血液検査がシェーグレン症候群の判定において重要視されますが、血液検査の結果だけではなく、他の検査項目の内容とあわせて総合的な検討により、シェーグレン症候群であるかどうかの判断が下されることになります。

シェーグレン症候群の治療法

シェーグレン症候群に関する発病メカニズムは解明されていないため、現在では病気の進行を抑えたり、症状を軽くするための対処治療が実施されています。

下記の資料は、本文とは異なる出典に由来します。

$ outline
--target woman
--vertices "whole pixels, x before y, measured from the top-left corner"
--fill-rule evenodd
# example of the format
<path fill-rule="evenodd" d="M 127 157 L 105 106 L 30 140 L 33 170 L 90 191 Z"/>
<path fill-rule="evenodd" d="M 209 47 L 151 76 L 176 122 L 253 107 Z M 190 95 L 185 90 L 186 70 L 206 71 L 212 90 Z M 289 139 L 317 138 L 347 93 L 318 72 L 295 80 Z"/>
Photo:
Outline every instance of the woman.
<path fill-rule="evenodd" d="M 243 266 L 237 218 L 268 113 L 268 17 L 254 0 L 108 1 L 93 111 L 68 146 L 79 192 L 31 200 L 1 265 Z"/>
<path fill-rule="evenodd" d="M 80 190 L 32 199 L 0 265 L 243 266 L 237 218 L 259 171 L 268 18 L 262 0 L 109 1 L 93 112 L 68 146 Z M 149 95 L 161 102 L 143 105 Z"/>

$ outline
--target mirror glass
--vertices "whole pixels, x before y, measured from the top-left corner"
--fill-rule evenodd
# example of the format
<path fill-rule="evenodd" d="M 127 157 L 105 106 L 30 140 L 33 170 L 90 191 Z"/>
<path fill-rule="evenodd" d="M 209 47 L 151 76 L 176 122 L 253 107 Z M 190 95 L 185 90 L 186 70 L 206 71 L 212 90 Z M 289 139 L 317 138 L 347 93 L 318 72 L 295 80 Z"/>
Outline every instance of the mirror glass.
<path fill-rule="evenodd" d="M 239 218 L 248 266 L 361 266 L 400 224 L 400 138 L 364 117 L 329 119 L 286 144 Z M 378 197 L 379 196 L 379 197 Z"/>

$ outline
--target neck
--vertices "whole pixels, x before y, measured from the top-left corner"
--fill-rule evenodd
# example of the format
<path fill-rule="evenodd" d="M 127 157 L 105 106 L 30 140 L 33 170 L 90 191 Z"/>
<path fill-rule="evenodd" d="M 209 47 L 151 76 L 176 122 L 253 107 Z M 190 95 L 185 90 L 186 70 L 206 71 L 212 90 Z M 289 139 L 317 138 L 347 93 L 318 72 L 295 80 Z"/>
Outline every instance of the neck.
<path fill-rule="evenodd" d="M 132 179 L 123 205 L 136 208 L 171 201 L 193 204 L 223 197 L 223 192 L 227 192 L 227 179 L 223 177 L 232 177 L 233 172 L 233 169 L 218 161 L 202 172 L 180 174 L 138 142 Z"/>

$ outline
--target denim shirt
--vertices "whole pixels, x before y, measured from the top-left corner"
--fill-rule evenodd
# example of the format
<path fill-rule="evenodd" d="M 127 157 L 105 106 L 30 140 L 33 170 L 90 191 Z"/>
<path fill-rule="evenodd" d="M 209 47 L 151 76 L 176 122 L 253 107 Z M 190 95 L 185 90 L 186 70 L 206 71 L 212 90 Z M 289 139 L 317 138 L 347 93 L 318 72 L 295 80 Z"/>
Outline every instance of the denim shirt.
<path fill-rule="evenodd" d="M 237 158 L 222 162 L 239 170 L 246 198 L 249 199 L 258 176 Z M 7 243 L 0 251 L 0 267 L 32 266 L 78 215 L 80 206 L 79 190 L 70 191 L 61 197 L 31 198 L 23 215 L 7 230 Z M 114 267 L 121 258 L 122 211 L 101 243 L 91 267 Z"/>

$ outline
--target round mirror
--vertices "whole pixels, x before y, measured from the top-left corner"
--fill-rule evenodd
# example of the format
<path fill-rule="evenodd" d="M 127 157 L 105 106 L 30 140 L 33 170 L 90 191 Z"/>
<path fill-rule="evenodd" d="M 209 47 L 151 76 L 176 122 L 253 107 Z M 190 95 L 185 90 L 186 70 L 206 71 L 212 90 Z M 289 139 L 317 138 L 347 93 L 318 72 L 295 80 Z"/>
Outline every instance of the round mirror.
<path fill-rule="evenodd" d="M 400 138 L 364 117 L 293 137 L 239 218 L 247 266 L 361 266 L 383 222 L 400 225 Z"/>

なお、関節リウマチなどの膠原病(こうげんびょう)を原因としてシェーグレン症候群を発病している場合には、膠原病の治療により症状の改善が図られることになります。

シェーグレン症候群ではドライマウスやドライアイの症状が重いため、その対処療法が行われます。

ドライマウスに対しては、ガムを噛むことで唾液の分泌を促したり、唾液を多く分泌させる内服薬の投与が行われます。また、顎下腺や耳下腺に対するマッサージによって、唾液の分泌を促進させる場合もあります。

ドライアイに対しては、目薬を使用して目の乾燥を防いだり、気密性の高い眼鏡を着用することでドライアイになることを抑えます。

さらに、症状が重い場合には、涙が排出される涙点を手術して閉じ、涙が鼻に流れるのを抑制して目に溜まる涙の量を増やす治療が実施されることもあります。

シェーグレン症候群の予防法

シェーグレン症候群の原因は完全には解明されていないため、その完璧な予防には困難が伴います。しかし、健康的な生活を過ごすことで発病を抑えられる効果が期待されています。

まず、シェーグレン症候群を予防するためには規則正しい生活を送ることが重要です。起床時間と睡眠時間をきちんと定め、バランスのよい食事を心がけ、適度に運動して身体を動かすようにします。

さらに、過度なストレスを抱え込まないように、仕事の内容や量を調整することも大切です。

また、ウイルス感染や強い刺激を避けるために、寒冷地や熱帯地など、気候の変化が激しい所にいくことも控える必要があります。